Original letter from Benjamin Curtis (left) vs. ChatGPT transcription (right).

This is wild! If you had told me just a couple of years ago that a general-use tool could - in a matter of seconds - generate a largely error-free transcription of a handwritten letter from the 19th century? I would have laughed you out of the room! Just as impressively, ChatGPT was able to take its transcription and immediately generate an accurate, concise summary of Benjamin’s letter:

In a letter dated September 8, 1886, from Catalpa, Arizona Territory, Benjamin Wisner Curtis joyfully announces the birth of his daughter, Selia Etta, to his sister, L. Delia Augusta Curtis. He describes the baby’s healthy condition, with dark hair, and notes that both mother and child are doing well despite the hot weather. The letter highlights the involvement of multiple generations in the family’s care and the importance of familial bonds during this significant event.

Summary of Benjamin Curtis's letter generated by ChatGPT.

This example points to the potential of using LLMs for historical research. Their growing ability to process both natural language (text) and “multimodal” sources (non-textual sources like photographs, video, or audio), makes them a powerful tool for working with archival material. And unlike other kinds of digital tools, ChatGPT doesn’t require a user to learn any sophisticated technical skills.

Now for the caveats. Benjamin’s letter is in some ways an ideal source for this kind of analysis. I’ve tried using ChatGPT to transcribe more challenging documents (ex. a 17th-century handwritten letter in Spanish) and the transcription quality degrades dramatically, sometimes to the point of gibberish. This plug-and-play approach won’t work for every type of source. It’s also not yet scalable. Don’t expect to be able to dump hundreds of documents into ChatGPT and receive flawless, neatly formatted transcriptions.

Moreover, the tool will make mistakes, even with an “ideal” source like Benjamin Curtis’s letter. To take one example: towards the end of his letter, Benjamin revealed that he and his wife Mary had decided to name their newborn daughter “Delia Etta”. ChatGPT, however, transcribed this as “Selia Etta”. It’s a minor and understandable error - a handwritten “D” looks an awful lot like a handwritten “S”. But this mistake had implications for ChatGPT’s ability to interpret the source.

Benjamin named his daughter Delia Etta in honor of his two older sisters, Delia and Henrietta (who Benjamin affectionately called Etta). The choice had particular resonance for the Curtis siblings, who were orphaned as young children. Naming Benjamin’s daughter after his two sisters was a way to strengthen the family bonds that had been so badly frayed by the loss of their parents. Of course, Benjamin never said any of this explicitly in his letter; it would have been obvious to his sister. It was obvious to me, too. After all, I’d spent many hours at the Huntington Library getting to know the Curtis family across dozens of letters just like this one. But without that context, a tiny transcription mistake - switching an “S” for a “D” - meant that ChatGPT missed an important part of this letter and its larger significance.

The Curtis letter demonstrates why using LLMs for historical research requires careful attention and disciplinary expertise. These tools are potentially quite powerful for aiding historians with some of the mechanics of primary source analysis, but they work best when we actively guide and verify their output. Which is why I would encourage you to take the plunge and start experimenting with these tools for your own research.

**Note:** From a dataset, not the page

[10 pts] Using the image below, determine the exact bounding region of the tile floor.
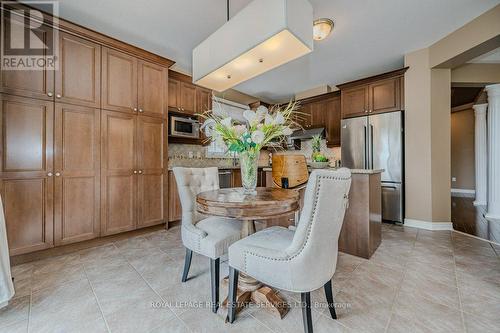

If you’re just getting started, here is some general advice:

What does it mean for historians to “keep the human in the loop”? It underscores the fact that when we read a primary source we aren’t just trying to accurately decode individual words on a page. We’re looking for subtle details and connections that aren’t always obvious. We’re listening for the silences of who’s left out and what’s left unsaid. We’re recognizing what is meaningful or surprising. We’re situating a source within the broader context of its time. All of this requires a certain degree of specialized expertise and experience that, for all of their massive training sets and sophisticated language capacities, Large Language Models can’t fully grasp on their own. At least, not yet.